Maternal Humanitarian Entrants' "Me Time": How Social Support Works in a Facilitated Playgroup

Document Type

Journal Article


Faculty of Health, Engineering and Science


School of Psychology and Social Science




This article was originally published as: La Rosa, A. C., & Guilfoyle, A. (2013). Maternal Humanitarian Entrants’ “Me Time”: How Social Support Works in a Facilitated Playgroup. The International Journal of Health, Wellness, and Society, 3(1), 43-56.

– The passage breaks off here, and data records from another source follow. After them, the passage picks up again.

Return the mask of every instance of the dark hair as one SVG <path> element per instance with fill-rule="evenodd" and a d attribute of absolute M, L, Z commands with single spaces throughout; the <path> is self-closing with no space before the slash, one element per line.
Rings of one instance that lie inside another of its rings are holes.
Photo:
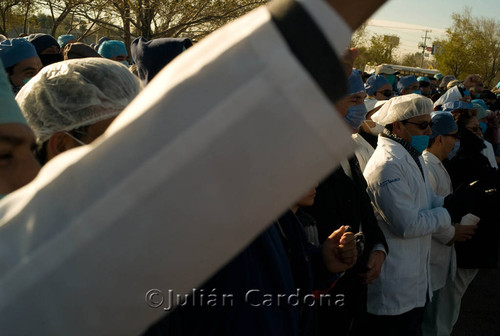
<path fill-rule="evenodd" d="M 475 109 L 456 109 L 454 111 L 451 111 L 451 114 L 453 114 L 453 118 L 455 118 L 458 129 L 463 130 L 467 128 L 466 125 L 469 123 L 469 121 L 477 116 L 477 111 Z"/>
<path fill-rule="evenodd" d="M 14 67 L 15 66 L 16 66 L 16 64 L 11 65 L 8 68 L 5 68 L 5 72 L 7 73 L 7 75 L 12 76 L 14 74 Z"/>
<path fill-rule="evenodd" d="M 77 138 L 78 140 L 82 140 L 82 138 L 85 136 L 88 130 L 88 125 L 87 126 L 82 126 L 75 128 L 71 131 L 68 131 L 69 134 Z M 45 140 L 43 143 L 39 144 L 38 147 L 35 150 L 35 158 L 40 162 L 40 165 L 45 165 L 48 161 L 47 158 L 47 145 L 49 143 L 49 140 Z"/>
<path fill-rule="evenodd" d="M 431 148 L 435 142 L 436 142 L 436 138 L 429 138 L 429 144 L 427 145 L 427 148 Z"/>

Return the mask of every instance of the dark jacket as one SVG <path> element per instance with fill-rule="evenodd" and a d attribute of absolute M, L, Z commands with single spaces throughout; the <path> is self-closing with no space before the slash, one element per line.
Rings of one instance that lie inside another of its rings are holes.
<path fill-rule="evenodd" d="M 483 141 L 467 129 L 460 130 L 460 148 L 455 157 L 443 163 L 450 174 L 453 189 L 460 185 L 481 180 L 494 187 L 497 179 L 496 169 L 481 154 L 485 147 Z M 474 213 L 481 220 L 472 239 L 455 243 L 457 266 L 460 268 L 494 268 L 498 263 L 498 237 L 500 220 L 498 217 L 498 198 L 480 202 Z"/>
<path fill-rule="evenodd" d="M 328 288 L 334 279 L 319 248 L 306 242 L 300 222 L 288 211 L 200 287 L 205 301 L 214 288 L 219 297 L 230 294 L 232 300 L 201 305 L 198 290 L 196 298 L 191 296 L 144 335 L 310 335 L 312 297 L 305 295 L 315 286 Z"/>
<path fill-rule="evenodd" d="M 316 189 L 314 205 L 305 208 L 317 222 L 320 242 L 342 225 L 349 225 L 354 233 L 362 231 L 365 236 L 363 254 L 330 292 L 335 296 L 345 295 L 345 305 L 319 307 L 320 335 L 333 331 L 336 335 L 349 333 L 353 319 L 366 312 L 367 286 L 361 282 L 359 273 L 366 271 L 366 263 L 375 244 L 382 244 L 386 252 L 389 252 L 366 193 L 366 181 L 355 157 L 349 160 L 349 165 L 352 179 L 339 167 Z"/>

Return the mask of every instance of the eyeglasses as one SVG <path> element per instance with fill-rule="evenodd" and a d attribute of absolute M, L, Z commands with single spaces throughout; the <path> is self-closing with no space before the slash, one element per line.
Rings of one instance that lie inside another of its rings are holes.
<path fill-rule="evenodd" d="M 417 125 L 418 128 L 420 128 L 421 130 L 425 130 L 425 129 L 427 129 L 427 127 L 432 127 L 432 125 L 434 125 L 434 123 L 432 121 L 422 121 L 421 123 L 415 123 L 415 122 L 411 122 L 408 120 L 403 120 L 402 123 L 403 124 Z"/>
<path fill-rule="evenodd" d="M 381 93 L 385 97 L 392 97 L 393 91 L 392 90 L 383 90 L 383 91 L 376 91 L 375 93 Z"/>

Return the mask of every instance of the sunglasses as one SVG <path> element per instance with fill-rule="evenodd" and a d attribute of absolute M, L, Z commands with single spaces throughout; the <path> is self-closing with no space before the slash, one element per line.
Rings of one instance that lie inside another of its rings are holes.
<path fill-rule="evenodd" d="M 443 134 L 443 136 L 454 137 L 457 140 L 460 140 L 460 135 L 457 134 Z"/>
<path fill-rule="evenodd" d="M 421 130 L 425 130 L 425 129 L 427 129 L 427 127 L 432 127 L 432 125 L 434 125 L 434 123 L 432 121 L 422 121 L 421 123 L 415 123 L 415 122 L 411 122 L 408 120 L 403 120 L 402 123 L 403 124 L 417 125 L 418 128 L 420 128 Z"/>
<path fill-rule="evenodd" d="M 393 91 L 392 90 L 383 90 L 383 91 L 377 91 L 376 93 L 381 93 L 385 97 L 392 97 Z"/>

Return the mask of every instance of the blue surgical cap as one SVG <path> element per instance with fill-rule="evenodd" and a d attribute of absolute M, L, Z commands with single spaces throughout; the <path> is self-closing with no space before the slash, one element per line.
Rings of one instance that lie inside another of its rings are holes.
<path fill-rule="evenodd" d="M 105 58 L 113 58 L 120 55 L 128 56 L 125 43 L 117 40 L 104 41 L 97 52 Z"/>
<path fill-rule="evenodd" d="M 482 100 L 482 99 L 473 99 L 473 100 L 471 101 L 471 103 L 472 103 L 472 104 L 479 104 L 479 105 L 481 105 L 481 106 L 482 106 L 485 110 L 487 110 L 487 109 L 488 109 L 488 105 L 486 105 L 486 103 L 485 103 L 485 102 L 484 102 L 484 100 Z"/>
<path fill-rule="evenodd" d="M 71 40 L 76 40 L 76 37 L 73 35 L 61 35 L 57 38 L 57 43 L 59 43 L 61 48 L 64 48 L 64 46 Z"/>
<path fill-rule="evenodd" d="M 434 78 L 436 78 L 436 80 L 440 80 L 441 78 L 443 78 L 443 74 L 442 73 L 437 73 L 434 75 Z"/>
<path fill-rule="evenodd" d="M 38 57 L 35 47 L 23 38 L 0 42 L 0 58 L 5 69 L 31 57 Z"/>
<path fill-rule="evenodd" d="M 427 82 L 427 83 L 431 82 L 431 80 L 428 77 L 424 77 L 424 76 L 418 77 L 417 81 L 419 81 L 419 82 Z"/>
<path fill-rule="evenodd" d="M 28 125 L 24 119 L 19 106 L 14 100 L 12 88 L 7 79 L 7 74 L 3 69 L 2 61 L 0 61 L 0 124 L 24 124 Z"/>
<path fill-rule="evenodd" d="M 475 102 L 472 102 L 472 106 L 474 106 L 474 109 L 477 111 L 477 116 L 476 116 L 477 120 L 481 120 L 488 116 L 488 112 L 486 111 L 488 108 L 484 108 L 483 105 Z"/>
<path fill-rule="evenodd" d="M 374 75 L 366 80 L 365 89 L 369 96 L 373 96 L 382 86 L 389 84 L 389 81 L 382 75 Z"/>
<path fill-rule="evenodd" d="M 35 46 L 36 52 L 39 55 L 42 51 L 52 46 L 57 46 L 57 48 L 60 48 L 56 39 L 47 34 L 41 34 L 41 33 L 31 34 L 28 37 L 26 37 L 26 39 Z"/>
<path fill-rule="evenodd" d="M 417 77 L 413 75 L 401 77 L 398 82 L 398 90 L 401 92 L 402 90 L 408 88 L 413 83 L 418 83 Z"/>
<path fill-rule="evenodd" d="M 349 93 L 365 92 L 365 84 L 363 83 L 363 78 L 361 78 L 361 73 L 357 69 L 352 69 L 351 75 L 348 78 L 349 82 Z"/>
<path fill-rule="evenodd" d="M 458 131 L 458 126 L 450 112 L 439 112 L 432 117 L 432 135 L 434 139 L 438 135 L 446 135 Z"/>
<path fill-rule="evenodd" d="M 443 111 L 455 111 L 458 109 L 471 110 L 474 106 L 472 103 L 466 103 L 461 100 L 455 100 L 453 102 L 445 103 L 442 106 Z"/>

Conducted in collaboration with Save the Children Australia, this study employed an Interpretative Phenomenological methodology to explore how maternal humanitarian entrants (MHE) ascribed meanings to the role of social support in a facilitated playgroup. A focus group with nine women, individual interviews with five women and follow-up interviews with four playgroup staff members and two stakeholders were conducted utilizing a semi-structured approach. The interviews provided an opportunity for the women to share their rich descriptions and these were subject to an Interpretative Phenomenological Analysis. Four salient themes emerged from the data: Isolation, a sense of wellbeing, “Me Time” and ‘a new family’. This research provides valuable insight into the role of social support for MHE in similar circumstances and assists in advocating for playgroups as an overarching source of support.